What are Commodities?
Commodities represent virtually every raw material, ranging from the precious metals of gold and silver to sugar and soybeans. The commodities market is a very volatile market due to the overwhelming number of fundamental and technical factors that play into it. Trading oil isn't as much trading oil as it is the fundamentals that are involved. For example, a terrorist attack overseas, an OPEC oil cut, or a natural disaster can all play into the price of oil around the world. Commodities traders are some of the most resilient investors; it takes a lot of nerve to stay in the market when it makes it wild moves.
What Makes a Commodity?
Commodities are products that are standard in their application, purpose and quality. Each commodity market has quality criteria for the producers and traders. For example, orange juice trading on the commodities markets is a frozen concentrate, while aluminum comes in two different qualities based on purity and application. The commodities market is heavily regulated to maintain quality and assure that each bushel, barrel or ton of a commodity is exactly the same.
What are Commodities Exactly?
The commodities markets are where traders and producers of the world's natural resources come together to find a standard market value for each product. Commodities are highly speculative due to the nature of a supply and demand "economy" that is built on the ever changing market factors. The commodities market plays a very central role in finding the true value of virtually every product by creating an equilibrium of true demand plus speculative value. The run up in oil prices in 2008 was mostly due to speculation; however, if investors agree that oil is worth $140 per barrel, then this will be the market value all around the world. The commodities market knows no discrimination; buyers and sellers may or may not have practical purposes for the commodities being traded, but that does not impact price.

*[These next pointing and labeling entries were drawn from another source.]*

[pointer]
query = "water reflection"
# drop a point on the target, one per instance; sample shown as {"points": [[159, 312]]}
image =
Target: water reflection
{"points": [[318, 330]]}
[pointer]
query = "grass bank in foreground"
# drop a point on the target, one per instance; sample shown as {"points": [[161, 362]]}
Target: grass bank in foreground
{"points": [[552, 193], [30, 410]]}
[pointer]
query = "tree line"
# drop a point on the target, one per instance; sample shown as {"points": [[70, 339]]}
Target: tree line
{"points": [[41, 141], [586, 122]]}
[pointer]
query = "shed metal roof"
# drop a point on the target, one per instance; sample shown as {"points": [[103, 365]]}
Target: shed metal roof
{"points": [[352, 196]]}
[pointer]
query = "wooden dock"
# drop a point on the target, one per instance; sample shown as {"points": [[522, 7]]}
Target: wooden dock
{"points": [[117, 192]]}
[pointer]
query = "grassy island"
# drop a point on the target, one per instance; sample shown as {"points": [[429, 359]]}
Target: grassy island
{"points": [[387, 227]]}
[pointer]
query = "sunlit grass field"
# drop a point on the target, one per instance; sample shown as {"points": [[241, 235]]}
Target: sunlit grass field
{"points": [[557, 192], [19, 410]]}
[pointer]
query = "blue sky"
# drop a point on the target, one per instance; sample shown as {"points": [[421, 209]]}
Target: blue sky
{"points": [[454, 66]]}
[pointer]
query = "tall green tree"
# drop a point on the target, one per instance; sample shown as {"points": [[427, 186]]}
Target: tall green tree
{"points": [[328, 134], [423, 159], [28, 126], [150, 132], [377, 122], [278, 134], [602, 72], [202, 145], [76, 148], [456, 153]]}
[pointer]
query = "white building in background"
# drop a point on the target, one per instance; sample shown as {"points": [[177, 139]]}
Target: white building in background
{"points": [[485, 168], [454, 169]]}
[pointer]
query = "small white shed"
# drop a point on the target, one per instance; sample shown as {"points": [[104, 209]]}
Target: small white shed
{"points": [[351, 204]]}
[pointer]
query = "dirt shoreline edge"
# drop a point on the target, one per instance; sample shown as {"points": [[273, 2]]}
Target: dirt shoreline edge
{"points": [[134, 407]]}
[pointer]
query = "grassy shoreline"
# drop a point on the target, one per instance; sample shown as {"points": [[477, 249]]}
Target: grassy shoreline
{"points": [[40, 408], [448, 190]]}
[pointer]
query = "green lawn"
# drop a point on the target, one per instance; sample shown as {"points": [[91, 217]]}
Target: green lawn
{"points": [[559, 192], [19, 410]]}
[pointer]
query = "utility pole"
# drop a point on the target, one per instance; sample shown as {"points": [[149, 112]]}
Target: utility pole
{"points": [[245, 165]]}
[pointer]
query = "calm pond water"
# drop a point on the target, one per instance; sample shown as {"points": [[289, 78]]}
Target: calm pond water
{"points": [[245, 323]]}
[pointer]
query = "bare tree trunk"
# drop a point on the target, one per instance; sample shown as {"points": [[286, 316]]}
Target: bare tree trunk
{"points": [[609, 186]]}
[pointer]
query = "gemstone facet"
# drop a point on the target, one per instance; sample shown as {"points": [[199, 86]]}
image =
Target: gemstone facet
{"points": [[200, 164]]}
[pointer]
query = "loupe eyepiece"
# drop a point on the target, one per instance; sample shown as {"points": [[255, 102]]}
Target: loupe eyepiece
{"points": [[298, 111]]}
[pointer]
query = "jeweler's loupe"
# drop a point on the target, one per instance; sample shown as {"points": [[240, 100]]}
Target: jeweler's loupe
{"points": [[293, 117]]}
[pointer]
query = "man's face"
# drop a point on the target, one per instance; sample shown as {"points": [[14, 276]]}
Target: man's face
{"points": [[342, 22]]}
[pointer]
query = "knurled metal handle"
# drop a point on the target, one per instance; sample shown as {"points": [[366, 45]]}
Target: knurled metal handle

Commodities Markets Balance out Trade
Without the commodities markets, prices for natural resources would vary place to place all around the world. Likewise for determining price, the commodities markets balance out natural resources by economic feasibility. US consumers will be willing to pay more for oil than Saudi Arabia as the supply is different; if US consumers outbid England for Saudi oil, then that oil will be delivered to the buyer in the United States.
Why do people trade commodities?
Commodities offer the ultimate volatility in intraday trading. The wild movements often as great as 5-10% can be leveraged through brokerage accounts up to 40:1. This kind of obscene leverage is utilized by day traders who can multiply their gains and leverage up small amounts of money to buy a large volume of a certain commodity. Corporations that produce raw materials often trade on the commodities market as a way to balance out the amount of money they receive for their goods. Corporate traders have the responsibility to ensure that wild market movements up or down do not affect the profit margins of the company at hand.